My friend Sarah (Katniss Evermean) invited me to join the Columbus, Indiana roller derby league no less than eight times over the course of our early friendship. Out of curiosity (and to support my sweet friend), I bought tickets, made signs, and attended two bouts, marveling at Sarah’s skill and courage, but so mired in the demands of my predictable adulthood that actually skating with the team seemed like a life from a parallel universe.
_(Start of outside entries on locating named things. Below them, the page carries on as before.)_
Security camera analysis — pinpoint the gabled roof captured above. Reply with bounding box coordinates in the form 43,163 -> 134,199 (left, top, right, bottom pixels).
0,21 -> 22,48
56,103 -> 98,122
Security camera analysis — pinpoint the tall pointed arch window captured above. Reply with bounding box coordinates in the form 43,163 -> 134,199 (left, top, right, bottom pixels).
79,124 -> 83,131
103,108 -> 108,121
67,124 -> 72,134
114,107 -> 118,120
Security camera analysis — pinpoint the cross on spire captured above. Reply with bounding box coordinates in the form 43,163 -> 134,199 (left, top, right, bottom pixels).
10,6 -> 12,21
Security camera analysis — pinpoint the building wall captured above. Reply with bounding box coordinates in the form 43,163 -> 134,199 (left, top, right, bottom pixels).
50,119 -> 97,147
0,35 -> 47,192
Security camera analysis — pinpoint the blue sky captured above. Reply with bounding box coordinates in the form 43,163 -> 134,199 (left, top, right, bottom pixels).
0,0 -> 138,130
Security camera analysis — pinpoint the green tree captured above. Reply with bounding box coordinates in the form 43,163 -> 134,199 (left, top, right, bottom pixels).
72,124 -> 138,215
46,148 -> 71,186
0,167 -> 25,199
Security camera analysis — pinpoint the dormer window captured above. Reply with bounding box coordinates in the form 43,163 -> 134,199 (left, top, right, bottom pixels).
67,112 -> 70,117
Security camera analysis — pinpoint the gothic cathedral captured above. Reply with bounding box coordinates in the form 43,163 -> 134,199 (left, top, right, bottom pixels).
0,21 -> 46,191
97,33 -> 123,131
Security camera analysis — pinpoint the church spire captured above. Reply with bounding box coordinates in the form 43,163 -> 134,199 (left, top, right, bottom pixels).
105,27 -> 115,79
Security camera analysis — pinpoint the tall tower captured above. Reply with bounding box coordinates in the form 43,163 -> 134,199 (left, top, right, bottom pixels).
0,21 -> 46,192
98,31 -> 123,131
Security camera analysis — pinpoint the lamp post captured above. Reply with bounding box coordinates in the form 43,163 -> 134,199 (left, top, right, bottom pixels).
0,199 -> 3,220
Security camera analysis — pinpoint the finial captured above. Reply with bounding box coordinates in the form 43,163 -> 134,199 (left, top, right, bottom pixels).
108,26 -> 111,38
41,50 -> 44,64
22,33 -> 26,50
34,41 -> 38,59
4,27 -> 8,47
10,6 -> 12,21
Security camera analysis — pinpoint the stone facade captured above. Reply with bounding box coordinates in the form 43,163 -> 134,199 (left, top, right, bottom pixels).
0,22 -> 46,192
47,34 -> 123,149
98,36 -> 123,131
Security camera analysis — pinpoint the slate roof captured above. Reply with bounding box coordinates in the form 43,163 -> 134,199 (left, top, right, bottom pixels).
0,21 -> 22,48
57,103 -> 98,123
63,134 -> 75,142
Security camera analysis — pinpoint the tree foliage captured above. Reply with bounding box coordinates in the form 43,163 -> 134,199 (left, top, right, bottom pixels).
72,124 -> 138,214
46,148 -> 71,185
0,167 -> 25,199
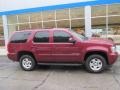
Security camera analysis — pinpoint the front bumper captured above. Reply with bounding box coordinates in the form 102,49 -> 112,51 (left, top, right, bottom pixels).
109,52 -> 118,65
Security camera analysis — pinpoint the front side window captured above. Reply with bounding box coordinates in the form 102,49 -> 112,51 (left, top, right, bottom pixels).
34,31 -> 49,43
10,32 -> 31,43
53,31 -> 71,43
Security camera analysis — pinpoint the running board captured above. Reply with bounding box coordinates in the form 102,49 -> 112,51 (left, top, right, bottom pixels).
38,63 -> 83,66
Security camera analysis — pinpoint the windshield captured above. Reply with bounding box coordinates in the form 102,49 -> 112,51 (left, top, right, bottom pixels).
70,30 -> 86,40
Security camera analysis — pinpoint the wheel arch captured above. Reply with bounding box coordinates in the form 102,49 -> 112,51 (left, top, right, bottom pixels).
84,51 -> 109,65
17,51 -> 36,61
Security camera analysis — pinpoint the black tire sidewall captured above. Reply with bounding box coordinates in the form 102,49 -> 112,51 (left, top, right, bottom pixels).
85,54 -> 106,73
19,55 -> 36,71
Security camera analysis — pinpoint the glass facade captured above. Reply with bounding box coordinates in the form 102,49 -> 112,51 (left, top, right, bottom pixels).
0,17 -> 5,47
91,4 -> 120,44
8,7 -> 85,36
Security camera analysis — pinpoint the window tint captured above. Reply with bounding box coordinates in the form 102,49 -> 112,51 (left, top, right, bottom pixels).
34,31 -> 49,43
10,32 -> 31,43
54,31 -> 71,43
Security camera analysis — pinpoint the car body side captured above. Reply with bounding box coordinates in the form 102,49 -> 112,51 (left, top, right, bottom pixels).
8,30 -> 117,65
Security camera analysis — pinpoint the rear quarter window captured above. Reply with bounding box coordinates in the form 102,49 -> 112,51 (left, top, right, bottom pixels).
10,32 -> 31,43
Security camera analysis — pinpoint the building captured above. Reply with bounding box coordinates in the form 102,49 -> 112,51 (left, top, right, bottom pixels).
0,0 -> 120,46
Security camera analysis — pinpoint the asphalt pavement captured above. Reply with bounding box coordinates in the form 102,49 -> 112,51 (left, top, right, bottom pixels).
0,56 -> 120,90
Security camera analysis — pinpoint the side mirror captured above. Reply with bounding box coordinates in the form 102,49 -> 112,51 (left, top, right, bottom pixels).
69,38 -> 76,44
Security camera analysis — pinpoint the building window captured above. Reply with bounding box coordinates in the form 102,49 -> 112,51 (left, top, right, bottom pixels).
57,20 -> 70,28
42,11 -> 55,21
0,17 -> 5,47
70,7 -> 84,19
56,9 -> 69,20
108,4 -> 120,15
53,31 -> 71,43
91,5 -> 106,17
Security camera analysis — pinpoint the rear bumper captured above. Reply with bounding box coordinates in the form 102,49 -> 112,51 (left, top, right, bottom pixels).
7,53 -> 17,61
109,52 -> 118,65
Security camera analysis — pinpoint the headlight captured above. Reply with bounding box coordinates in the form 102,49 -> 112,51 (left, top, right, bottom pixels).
111,46 -> 116,52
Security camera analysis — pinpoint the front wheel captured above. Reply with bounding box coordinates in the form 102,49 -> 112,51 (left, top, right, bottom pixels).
20,55 -> 36,71
85,55 -> 106,73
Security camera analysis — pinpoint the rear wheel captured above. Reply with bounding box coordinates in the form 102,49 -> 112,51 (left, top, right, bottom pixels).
85,55 -> 106,73
20,55 -> 36,71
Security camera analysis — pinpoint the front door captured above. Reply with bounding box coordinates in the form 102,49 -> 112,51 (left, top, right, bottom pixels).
52,30 -> 80,62
32,31 -> 52,62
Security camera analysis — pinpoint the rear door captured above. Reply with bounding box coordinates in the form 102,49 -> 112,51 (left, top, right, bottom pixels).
32,30 -> 52,62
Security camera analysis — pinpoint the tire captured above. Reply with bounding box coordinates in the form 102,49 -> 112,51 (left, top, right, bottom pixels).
85,54 -> 107,73
20,55 -> 36,71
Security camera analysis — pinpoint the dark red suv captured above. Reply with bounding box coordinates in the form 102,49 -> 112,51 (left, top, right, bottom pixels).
8,29 -> 118,73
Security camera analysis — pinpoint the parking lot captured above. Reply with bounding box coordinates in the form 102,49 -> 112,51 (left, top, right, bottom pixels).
0,56 -> 120,90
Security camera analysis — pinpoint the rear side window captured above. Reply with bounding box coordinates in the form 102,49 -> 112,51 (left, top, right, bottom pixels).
10,32 -> 31,43
33,31 -> 49,43
53,31 -> 71,43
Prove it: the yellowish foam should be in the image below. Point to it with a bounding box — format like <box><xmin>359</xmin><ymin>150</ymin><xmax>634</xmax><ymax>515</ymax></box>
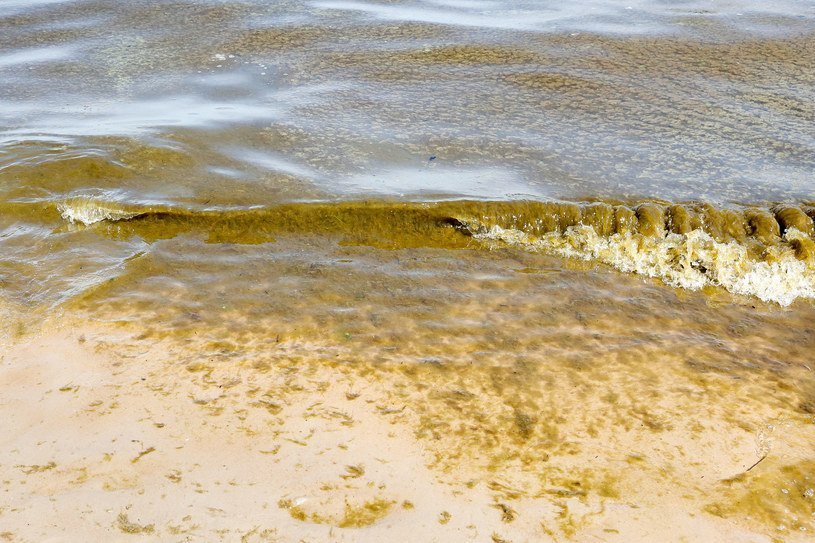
<box><xmin>474</xmin><ymin>225</ymin><xmax>815</xmax><ymax>306</ymax></box>
<box><xmin>57</xmin><ymin>198</ymin><xmax>139</xmax><ymax>226</ymax></box>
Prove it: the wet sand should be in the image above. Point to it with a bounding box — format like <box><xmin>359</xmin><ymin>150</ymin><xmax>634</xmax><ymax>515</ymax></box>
<box><xmin>0</xmin><ymin>296</ymin><xmax>815</xmax><ymax>543</ymax></box>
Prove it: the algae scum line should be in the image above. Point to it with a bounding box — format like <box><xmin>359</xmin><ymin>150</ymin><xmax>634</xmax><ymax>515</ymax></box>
<box><xmin>3</xmin><ymin>197</ymin><xmax>815</xmax><ymax>306</ymax></box>
<box><xmin>0</xmin><ymin>0</ymin><xmax>815</xmax><ymax>543</ymax></box>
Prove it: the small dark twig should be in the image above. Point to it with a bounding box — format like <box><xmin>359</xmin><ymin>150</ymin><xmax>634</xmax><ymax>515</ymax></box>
<box><xmin>744</xmin><ymin>454</ymin><xmax>767</xmax><ymax>473</ymax></box>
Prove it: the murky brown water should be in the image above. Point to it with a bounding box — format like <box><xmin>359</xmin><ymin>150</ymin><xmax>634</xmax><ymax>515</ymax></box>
<box><xmin>0</xmin><ymin>0</ymin><xmax>815</xmax><ymax>540</ymax></box>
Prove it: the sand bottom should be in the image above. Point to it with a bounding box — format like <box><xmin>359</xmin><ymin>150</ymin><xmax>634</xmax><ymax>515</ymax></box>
<box><xmin>0</xmin><ymin>316</ymin><xmax>815</xmax><ymax>543</ymax></box>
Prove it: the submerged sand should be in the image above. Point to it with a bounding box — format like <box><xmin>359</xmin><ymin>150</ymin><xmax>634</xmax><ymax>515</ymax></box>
<box><xmin>0</xmin><ymin>310</ymin><xmax>815</xmax><ymax>543</ymax></box>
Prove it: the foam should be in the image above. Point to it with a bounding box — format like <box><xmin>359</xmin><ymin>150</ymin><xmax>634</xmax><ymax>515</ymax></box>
<box><xmin>473</xmin><ymin>225</ymin><xmax>815</xmax><ymax>306</ymax></box>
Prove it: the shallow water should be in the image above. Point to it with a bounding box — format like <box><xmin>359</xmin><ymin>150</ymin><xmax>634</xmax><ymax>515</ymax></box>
<box><xmin>0</xmin><ymin>0</ymin><xmax>815</xmax><ymax>538</ymax></box>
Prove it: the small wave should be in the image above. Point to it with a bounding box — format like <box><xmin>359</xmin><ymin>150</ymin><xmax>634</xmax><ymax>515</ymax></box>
<box><xmin>33</xmin><ymin>198</ymin><xmax>815</xmax><ymax>306</ymax></box>
<box><xmin>57</xmin><ymin>198</ymin><xmax>141</xmax><ymax>226</ymax></box>
<box><xmin>473</xmin><ymin>225</ymin><xmax>815</xmax><ymax>306</ymax></box>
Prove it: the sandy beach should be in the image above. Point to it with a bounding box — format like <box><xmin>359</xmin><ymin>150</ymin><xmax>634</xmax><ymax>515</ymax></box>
<box><xmin>0</xmin><ymin>314</ymin><xmax>815</xmax><ymax>543</ymax></box>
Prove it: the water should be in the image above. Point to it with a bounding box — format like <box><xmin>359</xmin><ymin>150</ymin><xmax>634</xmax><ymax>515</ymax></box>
<box><xmin>0</xmin><ymin>0</ymin><xmax>815</xmax><ymax>541</ymax></box>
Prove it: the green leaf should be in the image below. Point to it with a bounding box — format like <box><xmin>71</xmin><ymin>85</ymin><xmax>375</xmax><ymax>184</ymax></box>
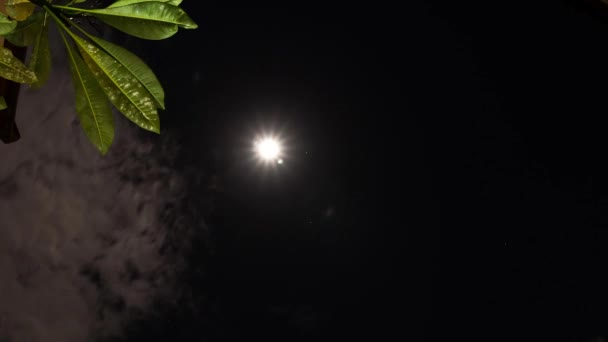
<box><xmin>72</xmin><ymin>34</ymin><xmax>160</xmax><ymax>133</ymax></box>
<box><xmin>0</xmin><ymin>47</ymin><xmax>38</xmax><ymax>83</ymax></box>
<box><xmin>0</xmin><ymin>13</ymin><xmax>17</xmax><ymax>35</ymax></box>
<box><xmin>6</xmin><ymin>0</ymin><xmax>36</xmax><ymax>21</ymax></box>
<box><xmin>55</xmin><ymin>1</ymin><xmax>198</xmax><ymax>40</ymax></box>
<box><xmin>78</xmin><ymin>34</ymin><xmax>165</xmax><ymax>109</ymax></box>
<box><xmin>5</xmin><ymin>12</ymin><xmax>45</xmax><ymax>46</ymax></box>
<box><xmin>107</xmin><ymin>0</ymin><xmax>182</xmax><ymax>8</ymax></box>
<box><xmin>28</xmin><ymin>14</ymin><xmax>51</xmax><ymax>88</ymax></box>
<box><xmin>61</xmin><ymin>32</ymin><xmax>114</xmax><ymax>155</ymax></box>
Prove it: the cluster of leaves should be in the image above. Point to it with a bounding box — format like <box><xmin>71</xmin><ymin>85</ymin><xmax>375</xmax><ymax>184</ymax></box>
<box><xmin>0</xmin><ymin>0</ymin><xmax>197</xmax><ymax>154</ymax></box>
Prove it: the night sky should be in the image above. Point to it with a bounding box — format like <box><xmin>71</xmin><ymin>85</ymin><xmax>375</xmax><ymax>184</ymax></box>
<box><xmin>0</xmin><ymin>0</ymin><xmax>608</xmax><ymax>342</ymax></box>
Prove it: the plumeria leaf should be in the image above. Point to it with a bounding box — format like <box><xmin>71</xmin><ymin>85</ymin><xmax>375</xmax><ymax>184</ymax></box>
<box><xmin>28</xmin><ymin>13</ymin><xmax>51</xmax><ymax>88</ymax></box>
<box><xmin>72</xmin><ymin>35</ymin><xmax>160</xmax><ymax>133</ymax></box>
<box><xmin>79</xmin><ymin>31</ymin><xmax>165</xmax><ymax>109</ymax></box>
<box><xmin>108</xmin><ymin>0</ymin><xmax>182</xmax><ymax>8</ymax></box>
<box><xmin>61</xmin><ymin>32</ymin><xmax>114</xmax><ymax>155</ymax></box>
<box><xmin>0</xmin><ymin>47</ymin><xmax>38</xmax><ymax>83</ymax></box>
<box><xmin>5</xmin><ymin>12</ymin><xmax>45</xmax><ymax>46</ymax></box>
<box><xmin>55</xmin><ymin>1</ymin><xmax>198</xmax><ymax>40</ymax></box>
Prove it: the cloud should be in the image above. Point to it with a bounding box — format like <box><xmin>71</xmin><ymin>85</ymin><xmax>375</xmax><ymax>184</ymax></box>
<box><xmin>0</xmin><ymin>27</ymin><xmax>202</xmax><ymax>342</ymax></box>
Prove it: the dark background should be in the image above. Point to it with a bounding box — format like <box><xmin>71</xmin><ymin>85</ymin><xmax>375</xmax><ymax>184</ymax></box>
<box><xmin>109</xmin><ymin>0</ymin><xmax>608</xmax><ymax>341</ymax></box>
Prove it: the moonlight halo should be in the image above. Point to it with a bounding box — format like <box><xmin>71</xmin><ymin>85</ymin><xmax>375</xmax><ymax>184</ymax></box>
<box><xmin>254</xmin><ymin>136</ymin><xmax>283</xmax><ymax>164</ymax></box>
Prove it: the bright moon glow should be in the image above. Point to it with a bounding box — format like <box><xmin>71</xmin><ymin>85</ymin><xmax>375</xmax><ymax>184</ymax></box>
<box><xmin>255</xmin><ymin>138</ymin><xmax>281</xmax><ymax>160</ymax></box>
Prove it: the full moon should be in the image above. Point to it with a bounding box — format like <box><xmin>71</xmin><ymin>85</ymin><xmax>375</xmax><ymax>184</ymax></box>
<box><xmin>255</xmin><ymin>138</ymin><xmax>281</xmax><ymax>161</ymax></box>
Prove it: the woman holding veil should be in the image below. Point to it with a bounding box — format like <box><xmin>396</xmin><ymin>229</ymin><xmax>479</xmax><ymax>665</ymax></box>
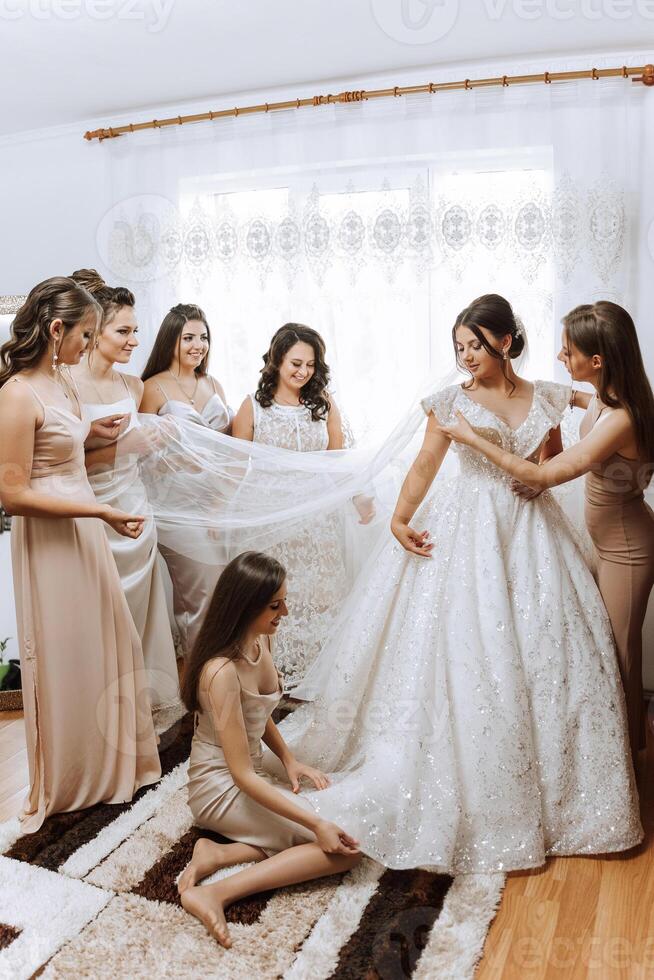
<box><xmin>233</xmin><ymin>323</ymin><xmax>373</xmax><ymax>689</ymax></box>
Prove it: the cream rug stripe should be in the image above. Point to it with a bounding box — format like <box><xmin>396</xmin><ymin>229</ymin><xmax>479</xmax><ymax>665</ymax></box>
<box><xmin>412</xmin><ymin>874</ymin><xmax>506</xmax><ymax>980</ymax></box>
<box><xmin>59</xmin><ymin>761</ymin><xmax>188</xmax><ymax>878</ymax></box>
<box><xmin>84</xmin><ymin>786</ymin><xmax>193</xmax><ymax>892</ymax></box>
<box><xmin>0</xmin><ymin>857</ymin><xmax>112</xmax><ymax>980</ymax></box>
<box><xmin>43</xmin><ymin>879</ymin><xmax>344</xmax><ymax>980</ymax></box>
<box><xmin>283</xmin><ymin>858</ymin><xmax>384</xmax><ymax>980</ymax></box>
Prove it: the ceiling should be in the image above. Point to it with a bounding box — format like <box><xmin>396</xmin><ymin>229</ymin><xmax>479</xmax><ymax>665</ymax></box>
<box><xmin>0</xmin><ymin>0</ymin><xmax>654</xmax><ymax>134</ymax></box>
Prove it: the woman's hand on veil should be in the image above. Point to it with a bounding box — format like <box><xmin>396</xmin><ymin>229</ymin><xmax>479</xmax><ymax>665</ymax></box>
<box><xmin>352</xmin><ymin>493</ymin><xmax>376</xmax><ymax>524</ymax></box>
<box><xmin>436</xmin><ymin>412</ymin><xmax>477</xmax><ymax>446</ymax></box>
<box><xmin>284</xmin><ymin>758</ymin><xmax>330</xmax><ymax>793</ymax></box>
<box><xmin>511</xmin><ymin>480</ymin><xmax>543</xmax><ymax>500</ymax></box>
<box><xmin>391</xmin><ymin>519</ymin><xmax>434</xmax><ymax>558</ymax></box>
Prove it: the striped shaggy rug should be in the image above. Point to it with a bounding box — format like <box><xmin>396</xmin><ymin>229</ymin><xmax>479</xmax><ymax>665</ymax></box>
<box><xmin>0</xmin><ymin>715</ymin><xmax>505</xmax><ymax>980</ymax></box>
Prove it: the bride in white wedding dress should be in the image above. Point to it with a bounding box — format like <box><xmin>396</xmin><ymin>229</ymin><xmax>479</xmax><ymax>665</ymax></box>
<box><xmin>269</xmin><ymin>295</ymin><xmax>642</xmax><ymax>874</ymax></box>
But then everything went horribly wrong.

I skidded through the final grueling months of a college degree that May, juggling the hearts of my kids with my hands full of hopeful ambition. When the other side of the stage I had crossed seemed to hold no promise, I prayed for purpose, which God answered by turning my tired heart toward the tiny blessings that I kept tripping over on my way to the next great adventure. I suddenly wanted to break open, available to all the blessings He had in store, wondering how many I’d turned away. My husband and I had been on a procreative freeze since our decision to adopt internationally had meant taking steps to avoid pregnancy for a time, per our agencies guidelines. Then, we brought home four-month-old triplets, which proved excellent birth control. In a sleepless stupor of survival, I counted it intimacy if I accidentally walked in on my husband peeing. Four years later, with our marital commitment all refreshed and intimacy restored, I was revisiting the Will of God with an open mind and open womb, praying for His best. My husband (admittedly slower on the uptake in this area) agreed, and we immediately found ourselves new parents of a tiny life swimming silently in my midsection.

I had never struggled with fertility and lived with an unconscious arrogance about my role in this birth miracle. Then there was cramping, and nothing would stop, and I had to explain to our five little treasures that somehow I’d carried the baby wrong. Somehow, I’d dropped it. Somehow, my body had failed us all. And I wondered if God had failed us all. Everything was broken that summer. My body hurt, and my faith floundered. I figured that He didn’t trust me to mother another. I didn’t blame him. But the doctor said that sometimes these things happen, and it didn’t mean better things couldn’t happen next time.   Determined to follow, we opened our hands and welcomed another promise into our home and into my body. But everything broke. Again. One hard Thanksgiving, I hung verses on a branch propped up in our living room, a Thankful Tree, reciting a liturgy of hard gratitude between doubled-over trips to the bathroom…..all emptied and utterly, inconceivably alone.

I really felt like anyone who looked at me could see a hole straight through my midsection, where the babies should have been. In my anger, I turned away from the Father, and in His gentleness, He let me. By January, when the announcement of Roller Derby Booty Camp at Skateland, our local rink and the home of the Columbus, Indiana Diesel Dollz, popped up on my Facebook feed, I was ready to punish my unrepentant body for its inadequacy by any means necessary. In yoga pants and ill-fitting t-shirt, I bought a fat football mouthguard, grabbed my insurance card, and set my course for the roller rink. I couldn’t know, then, that God is a huge fan of roller derby.